Я спросила, как насчет «Венка мертвым».

– Возьмите карандаш, – ответила она. И продиктовала:

«Венок мертвым»

Пильняку Есенину

Пастернаку Булгакову

Анненскому Лунину

Зощенко


– Что скажет госпожа Книпович? – проговорила она, и, пожимая плечами, произнесла скрипучим голосом. – «Слишком много мертвых и ни одного воскресения».

Я подумала: если на свете возможно какое-либо воскресение, то вот только такое: «Реквием», «Венок мертвым».

– Слишком много мертвых, – повторила Анна Андреевна уже спокойно, всерьез. И рассказала – со слов одного вернувшегося, – что Чаренц, сидевший в соседней камере, дни и ночи требовал морфия[73]. И добавила:

– Мы все так увлечены цифрами – 18 миллионов, 20 миллионов, – что стали забывать о людях. Даже мы с вами – забыли. О каждом человеке. Да, Лидия Корнеевна, уверяю вас – забыли… А ведь каждый погибал по-своему.

Мне кажется, я не забываю. Но, быть может, мне это только кажется. Я помню, но мне не дана от Бога та воскрешающая сила, какая дана ей. Даже одна сотая этой силы. Я сказала, что с возмущением прочла когда-то у Толстого – не помню, где, кажется, в «Круге чтения»: «Лес по дереву не плачет»87. И лесу, по-моему, следовало бы оплакать каждое дерево, а уж человечеству! не дерево – человека! Слез не хватит? Плакать можно и молча:

Магдалина билась и рыдала.

Ученик любимый каменел.

А туда, где молча мать стояла,

Так никто взглянуть и не посмел.

Вошла домработница Оля – постлать постель на ночь. Анна Андреевна пересела на стул. Я хотела проститься, но она не позволила. «У меня ничего не болит, Тагор прошел, и спать еще рано».

– Давайте играть так, – предложила она. – Назовите лучших, по-вашему, поэтов среднего поколения.

Я ответила: Самойлов, Корнилов, и, судя по единственному известному мне стихотворению, – Петровых. Может быть, еще Новелла Матвеева. Не знаю.

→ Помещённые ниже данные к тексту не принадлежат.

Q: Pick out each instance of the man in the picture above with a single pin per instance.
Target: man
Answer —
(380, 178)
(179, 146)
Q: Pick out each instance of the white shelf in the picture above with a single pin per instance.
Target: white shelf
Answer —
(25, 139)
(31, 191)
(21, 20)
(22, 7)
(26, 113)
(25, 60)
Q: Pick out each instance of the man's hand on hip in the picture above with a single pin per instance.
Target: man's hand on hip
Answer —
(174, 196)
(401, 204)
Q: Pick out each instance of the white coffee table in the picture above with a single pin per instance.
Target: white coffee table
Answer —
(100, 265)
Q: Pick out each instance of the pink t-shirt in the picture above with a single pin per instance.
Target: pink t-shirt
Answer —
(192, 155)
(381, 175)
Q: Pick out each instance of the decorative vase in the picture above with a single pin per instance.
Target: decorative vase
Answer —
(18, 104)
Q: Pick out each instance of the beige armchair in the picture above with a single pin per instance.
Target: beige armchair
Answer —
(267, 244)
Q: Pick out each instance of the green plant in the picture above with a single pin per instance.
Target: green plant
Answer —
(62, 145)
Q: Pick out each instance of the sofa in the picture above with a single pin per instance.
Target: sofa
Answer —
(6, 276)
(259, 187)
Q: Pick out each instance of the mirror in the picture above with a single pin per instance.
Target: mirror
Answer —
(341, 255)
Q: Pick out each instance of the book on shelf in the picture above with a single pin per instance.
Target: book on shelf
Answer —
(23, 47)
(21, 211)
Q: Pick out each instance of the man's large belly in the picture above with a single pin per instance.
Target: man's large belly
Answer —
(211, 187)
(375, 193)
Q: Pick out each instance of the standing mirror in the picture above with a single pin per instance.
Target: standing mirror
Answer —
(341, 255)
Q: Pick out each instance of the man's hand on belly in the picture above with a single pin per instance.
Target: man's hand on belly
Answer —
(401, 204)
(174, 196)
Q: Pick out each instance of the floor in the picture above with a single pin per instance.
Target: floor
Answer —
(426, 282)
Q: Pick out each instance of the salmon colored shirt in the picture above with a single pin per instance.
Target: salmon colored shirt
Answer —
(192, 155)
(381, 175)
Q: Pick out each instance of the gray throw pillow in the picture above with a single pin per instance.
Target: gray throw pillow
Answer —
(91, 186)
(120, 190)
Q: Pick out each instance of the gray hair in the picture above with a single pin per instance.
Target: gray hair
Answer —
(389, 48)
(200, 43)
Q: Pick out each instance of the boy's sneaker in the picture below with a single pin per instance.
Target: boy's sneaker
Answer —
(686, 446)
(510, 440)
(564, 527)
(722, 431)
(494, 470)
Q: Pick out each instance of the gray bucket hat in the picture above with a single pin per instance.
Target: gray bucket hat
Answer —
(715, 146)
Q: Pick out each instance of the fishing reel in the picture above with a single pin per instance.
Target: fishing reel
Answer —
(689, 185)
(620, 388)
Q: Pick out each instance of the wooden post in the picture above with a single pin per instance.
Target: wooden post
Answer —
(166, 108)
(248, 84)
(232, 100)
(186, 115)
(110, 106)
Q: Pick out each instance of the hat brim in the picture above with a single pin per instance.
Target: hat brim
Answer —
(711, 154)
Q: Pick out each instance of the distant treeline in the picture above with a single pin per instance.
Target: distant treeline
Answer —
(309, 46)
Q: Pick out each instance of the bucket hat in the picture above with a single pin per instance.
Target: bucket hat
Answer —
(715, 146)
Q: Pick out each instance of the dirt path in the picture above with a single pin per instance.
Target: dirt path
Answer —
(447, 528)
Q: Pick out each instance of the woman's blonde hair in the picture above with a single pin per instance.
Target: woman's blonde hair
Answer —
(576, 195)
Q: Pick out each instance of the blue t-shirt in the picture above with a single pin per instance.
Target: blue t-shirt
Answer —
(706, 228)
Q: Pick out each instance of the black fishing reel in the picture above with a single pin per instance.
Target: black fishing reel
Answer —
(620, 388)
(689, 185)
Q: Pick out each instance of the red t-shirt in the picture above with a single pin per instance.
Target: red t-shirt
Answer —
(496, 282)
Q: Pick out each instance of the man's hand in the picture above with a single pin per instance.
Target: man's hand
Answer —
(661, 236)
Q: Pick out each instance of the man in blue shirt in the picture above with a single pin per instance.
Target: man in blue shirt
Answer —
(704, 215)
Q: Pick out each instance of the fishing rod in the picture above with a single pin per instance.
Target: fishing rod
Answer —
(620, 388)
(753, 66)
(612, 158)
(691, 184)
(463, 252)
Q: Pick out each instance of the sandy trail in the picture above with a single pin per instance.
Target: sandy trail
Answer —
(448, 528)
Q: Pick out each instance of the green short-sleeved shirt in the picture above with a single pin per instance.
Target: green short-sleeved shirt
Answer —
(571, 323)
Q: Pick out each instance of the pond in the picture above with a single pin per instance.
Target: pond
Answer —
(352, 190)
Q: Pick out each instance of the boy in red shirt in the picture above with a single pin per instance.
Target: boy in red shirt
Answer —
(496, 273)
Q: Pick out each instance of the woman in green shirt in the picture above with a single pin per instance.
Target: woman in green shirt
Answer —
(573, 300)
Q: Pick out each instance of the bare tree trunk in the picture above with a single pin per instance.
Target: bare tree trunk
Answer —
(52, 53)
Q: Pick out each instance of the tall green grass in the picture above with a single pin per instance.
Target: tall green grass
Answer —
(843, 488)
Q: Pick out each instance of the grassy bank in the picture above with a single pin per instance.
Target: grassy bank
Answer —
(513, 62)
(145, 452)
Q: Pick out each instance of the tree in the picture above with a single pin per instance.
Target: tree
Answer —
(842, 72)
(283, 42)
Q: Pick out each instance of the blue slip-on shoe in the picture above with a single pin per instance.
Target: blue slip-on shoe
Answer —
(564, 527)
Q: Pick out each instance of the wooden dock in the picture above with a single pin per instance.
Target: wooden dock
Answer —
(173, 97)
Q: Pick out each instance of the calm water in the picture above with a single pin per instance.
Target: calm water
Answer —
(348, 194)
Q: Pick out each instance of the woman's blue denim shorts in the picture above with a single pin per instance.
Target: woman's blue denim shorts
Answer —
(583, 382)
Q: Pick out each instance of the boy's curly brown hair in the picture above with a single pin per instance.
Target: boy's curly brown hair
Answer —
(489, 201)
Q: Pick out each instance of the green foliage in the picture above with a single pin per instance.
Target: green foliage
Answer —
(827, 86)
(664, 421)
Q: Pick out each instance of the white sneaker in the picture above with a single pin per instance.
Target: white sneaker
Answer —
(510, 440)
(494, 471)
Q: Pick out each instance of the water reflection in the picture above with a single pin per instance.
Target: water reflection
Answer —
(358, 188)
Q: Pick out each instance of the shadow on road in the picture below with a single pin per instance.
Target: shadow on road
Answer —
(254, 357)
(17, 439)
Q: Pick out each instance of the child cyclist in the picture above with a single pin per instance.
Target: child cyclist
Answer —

– А я по другому, – сказала Анна Андреевна. – Петровых, Липкин, Самойлов, Корнилов.

Липкин? Анна Андреевна говорит мне о нем уже не впервые. Я же не читала почти ничего.

– А Кушнер? – спросила я.

– Изящен, – ответила Анна Андреевна. Интонация непонятная: то ли в похвалу, то ли в порицание. Она повторила: – Изящен.

– А Горбовский?

– Стихи из вытрезвителя. Грош цена.

Была у нее Багряна. Сказала, что переводить Ахматову на болгарский не следует, потому что болгары и так поймут. У меня никакого представления о болгарском нету, но что Шевченко, например, переводить на русский не следует – в этом я убеждена. Конечно, украинский вполне самостоятелен, но близок. Вместо того, чтобы корежить переводом гениальную лирику, следует печатать и для русских шевченковские стихи по-украински, а под строкой переводить лишь отдельные слова. Ну, например, «година» значит «час», а не год, а слово «рух» – движение. А «луна» – эхо. Но зачем переводить на русский: «Шмели над вишнями гудуть»?

Тут я вспомнила, что Анна Андреевна вообще украинский не любит, а Шевченко никогда не читала.